Abstract

British surgical photographer Percy Hennell (1911-1987) worked alongside the ‘world famous … father of modern plastic surgery’[1] Harold Delf Gilles (1882-1960) to capture pioneering reconstruction facial surgery in 1941-42. The two toured America and Canada during this time helping to bolster ‘the status of Britain at war at a time when, initially, America was still teetering between neutrality and entering the conflict.’[2]
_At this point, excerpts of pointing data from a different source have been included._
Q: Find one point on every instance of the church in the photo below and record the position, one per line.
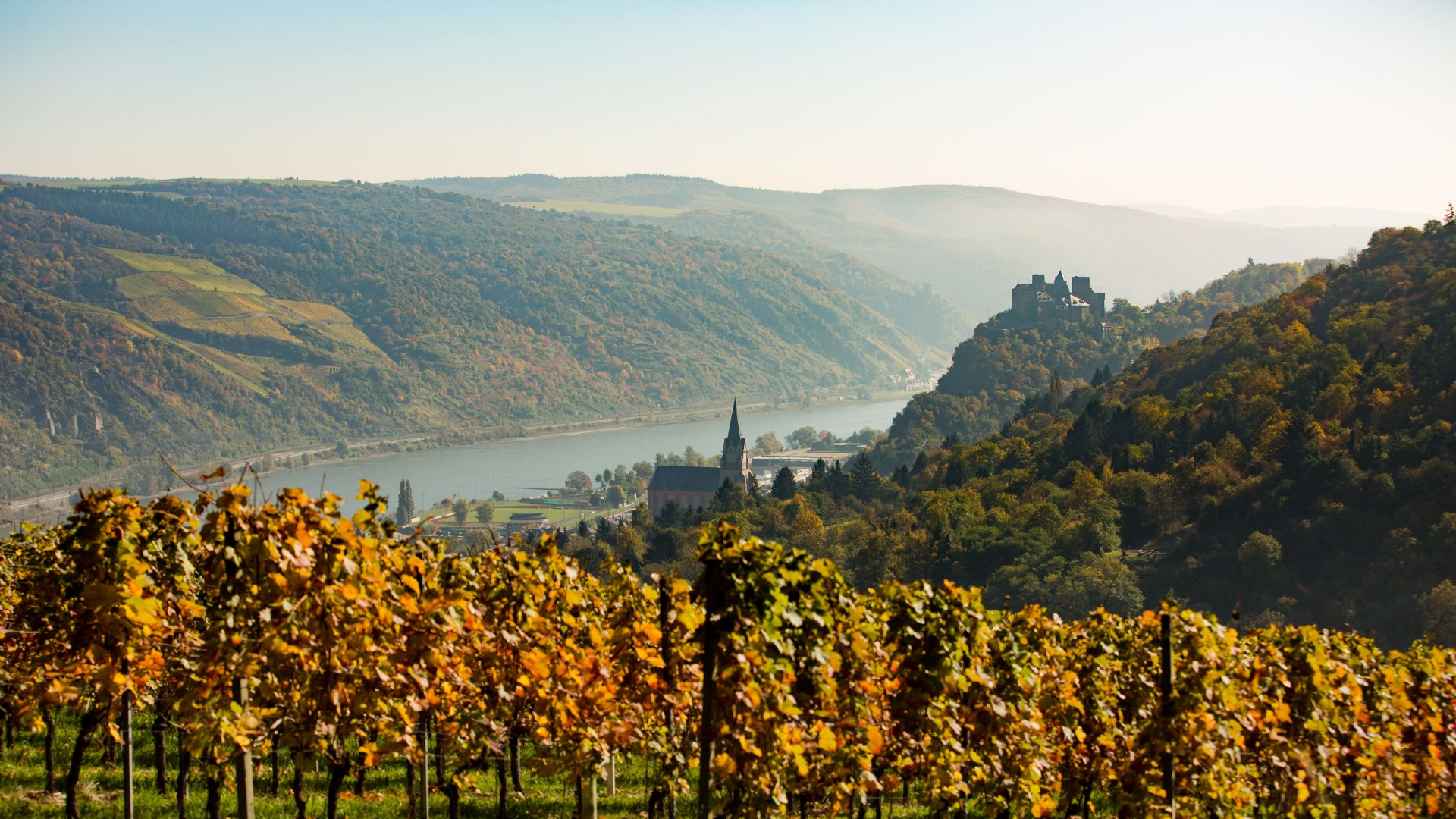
(693, 487)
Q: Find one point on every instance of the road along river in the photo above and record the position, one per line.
(526, 466)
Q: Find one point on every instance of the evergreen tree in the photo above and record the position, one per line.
(641, 518)
(783, 484)
(728, 497)
(405, 504)
(864, 479)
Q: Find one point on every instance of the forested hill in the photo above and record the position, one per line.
(971, 243)
(210, 318)
(1001, 368)
(1294, 464)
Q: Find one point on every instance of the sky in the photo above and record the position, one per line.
(1203, 104)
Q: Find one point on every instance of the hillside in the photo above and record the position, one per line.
(220, 318)
(1001, 368)
(1294, 464)
(970, 243)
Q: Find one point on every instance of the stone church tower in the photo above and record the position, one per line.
(734, 464)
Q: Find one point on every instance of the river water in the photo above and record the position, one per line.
(528, 466)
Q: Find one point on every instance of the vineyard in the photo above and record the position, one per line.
(767, 686)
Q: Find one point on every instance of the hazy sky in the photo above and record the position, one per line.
(1210, 105)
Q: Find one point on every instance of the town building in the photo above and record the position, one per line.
(693, 487)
 The works shown here further dissect Hennell’s photographs by juxtaposing a number of his subjects into new painted images. This piecing together of images in paint hints at the now common use of plastic surgery in modern society. It marks the shift away from reconstruction and reassimilation towards vanity and the meddling in our ‘own physical attributes in a desire to sculpt a vision of perfect beauty.’[3]
 Manipulation through image connects painting to surgical operations, these works also draw on ideas of image, beauty, state propaganda and war. A direct reference to Eisenstein’s film “Battleship Potemkin” can be found in the glasses of one particular subject.
 
 [1] Christine Slobogin, “Full Article: ‘Something Useful in a National Sense’: Percy Hennell’s Surgical and Nationalist Colour Photography, 1940-1948,” Taylor and Francis online, November 8, 2022, https://www.tandfonline.com/doi/full/10.1080/14714787.2022.2094458.
 [2]Slobogin, 2022.
 [3] Madder139 Gallery. “Philip Gurrey.” Madder139 press release, May 15, 2008. www.madder139.com.